We’ve been following The Atavist for a while now, with odd bits of coverage here and there as the company launched a digital magazine platform, attempted to launch a line of e-books, gave up on the e-books, then gave up on its magazine app in favor of the mobile web. Now Nieman Journalism Lab reports that the company has failed to obtain further funding and had to lay off half its staff as it struggles toward profitability. Remaining staff at the company is down to five, including CEO Evan Ratliff. It’s relying on contractors and outsourcing for a lot of its day-to-day tasks.
The Atavist’s current source of revenue is a publishing platform for interactive news stories, used by 65,000 people—of whom apparently only 400 are actual paying customers, if this article is right. Some of those customers pay thousands of dollars a year, while others pay $8 a month—the article isn’t clear which is which. Nonetheless, CEO Ratliff says the user base has grown by more than 15% in each of the past three months, offering “a clear path to profitability.” They just have to get there without further funding.
Judging by the Nieman report, The Atavist has suffered a bit over the years from a lack of direction and losses of support from its early backers. Its early partnership with Pearson dissolved after a change of executives at Pearson, and its e-book initiative fizzled after partner IAC cut back. Former Atavist employees also suggest that The Atavist’s decision to drop its own apps in favor of the mobile web was taken a year or so too late.
Other factors include the rise of competitors such as Medium who focus more on posting stories than the kind of intensive design The Atavist favors, declining interest from venture capitalists in funding writing- and reading-related start-ups, and the rise of social network discoverability initiatives like Facebook Instant Articles that host news stories themselves.
Former employees suggest that the problem overall was the lack of direction, but the company might be able to pull out given sufficient focus. It’s just that kind of focus was lacking while they were there.
If the delay in killing off its apps was somewhat emblematic of an overall sense of stasis and malaise at Atavist, it does also suggest the company’s ability to adapt to changing circumstances, albeit belatedly. “They figure out ways to make things work, and that seems somewhat unique within the tech and media landscape,” a former employee told me. “But it certainly made it challenging, being an employee there. You want to feel like there’s direction. Some kind of thing being worked toward. And that was not forthcoming.”
In a way, The Atavist was right to bet on a resurgence of long-form digital journalism. There are still plenty of long-form articles being published on the Internet. I subscribe to The Feature as an RSS feed, and it produces a couple of noteworthy feature-length stories per day. (For example, the exposé on Scientology that prompted me to compare it to the Unabomber.) But the thing is, there’s nothing about feature-length journalism that requires the Atavist in order to make it available. It seems like many newspapers, magazines, blogs, etc. are capable of producing it on their own.

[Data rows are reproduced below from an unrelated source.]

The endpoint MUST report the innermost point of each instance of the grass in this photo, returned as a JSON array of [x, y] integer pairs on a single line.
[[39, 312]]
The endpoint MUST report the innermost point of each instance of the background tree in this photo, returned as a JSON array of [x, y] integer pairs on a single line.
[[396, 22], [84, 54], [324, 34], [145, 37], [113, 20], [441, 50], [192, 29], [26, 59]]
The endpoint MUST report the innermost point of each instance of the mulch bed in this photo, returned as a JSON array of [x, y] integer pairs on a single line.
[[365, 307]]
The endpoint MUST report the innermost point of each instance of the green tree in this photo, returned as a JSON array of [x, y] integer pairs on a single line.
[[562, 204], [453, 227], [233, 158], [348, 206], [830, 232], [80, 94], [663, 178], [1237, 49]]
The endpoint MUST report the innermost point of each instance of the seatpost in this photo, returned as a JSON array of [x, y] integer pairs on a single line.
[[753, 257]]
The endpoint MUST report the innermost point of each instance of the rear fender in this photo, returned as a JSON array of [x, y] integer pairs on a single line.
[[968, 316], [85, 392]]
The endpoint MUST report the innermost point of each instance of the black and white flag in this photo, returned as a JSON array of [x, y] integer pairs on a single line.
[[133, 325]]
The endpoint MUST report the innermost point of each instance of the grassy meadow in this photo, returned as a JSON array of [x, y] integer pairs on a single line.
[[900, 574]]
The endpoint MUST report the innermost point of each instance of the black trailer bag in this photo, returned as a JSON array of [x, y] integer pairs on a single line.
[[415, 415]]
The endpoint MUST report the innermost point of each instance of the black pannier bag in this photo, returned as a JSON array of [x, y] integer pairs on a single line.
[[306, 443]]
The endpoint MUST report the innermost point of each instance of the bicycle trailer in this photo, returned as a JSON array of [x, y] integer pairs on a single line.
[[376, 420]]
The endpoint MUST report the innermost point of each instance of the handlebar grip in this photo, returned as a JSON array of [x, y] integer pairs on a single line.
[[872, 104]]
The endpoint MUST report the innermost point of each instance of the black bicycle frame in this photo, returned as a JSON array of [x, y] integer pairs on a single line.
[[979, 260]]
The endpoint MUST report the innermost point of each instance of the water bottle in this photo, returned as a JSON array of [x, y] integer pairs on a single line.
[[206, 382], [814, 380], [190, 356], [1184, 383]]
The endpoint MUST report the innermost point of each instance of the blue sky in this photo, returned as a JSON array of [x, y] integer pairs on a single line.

I hope The Atavist can muddle through somehow—I think the world is better for having more digital reading start-ups in it. But if it’s going to make it, I think it’s going to need to work out what it can bring to the table that no one else is but that people will nonetheless want, and focus on doing that. All this playing around with its own apps, or trying to publish e-books with “interactive” promotional compaigns, hasn’t been getting it very far ahead.
There’s one other thing about the story that interests me, though it’s not all that related to The Atavist’s own struggle. It’s where its former e-book backer, IAC, muses, “We have identified that the market for highly innovative enhanced full-length literary ebooks still heavily relies on a print component and has yet to emerge.”
There’s not a whole lot of context there—the original source of the quote is behind a paywall, and even a Publishers Weekly piece that used the same quote didn’t expand on it. It does provoke some thought, though. How could a market for “highly innovative enhanced full-length literary e-books” require “a print component”? If it’s in print, it’s not exactly “enhanced,” is it? If someone wants the print version, why would they need the “enhanced” e-book? And if someone wants to read an e-book, why would they need the print version, too?
Of course, it could simply be a form of “sour grapes”—a way of explaining to themselves why the market for enhanced e-books “has yet to emerge” so they don’t have to face the idea that maybe people just don’t want their e-books to be “enhanced.” It’s interesting to think about, anyway.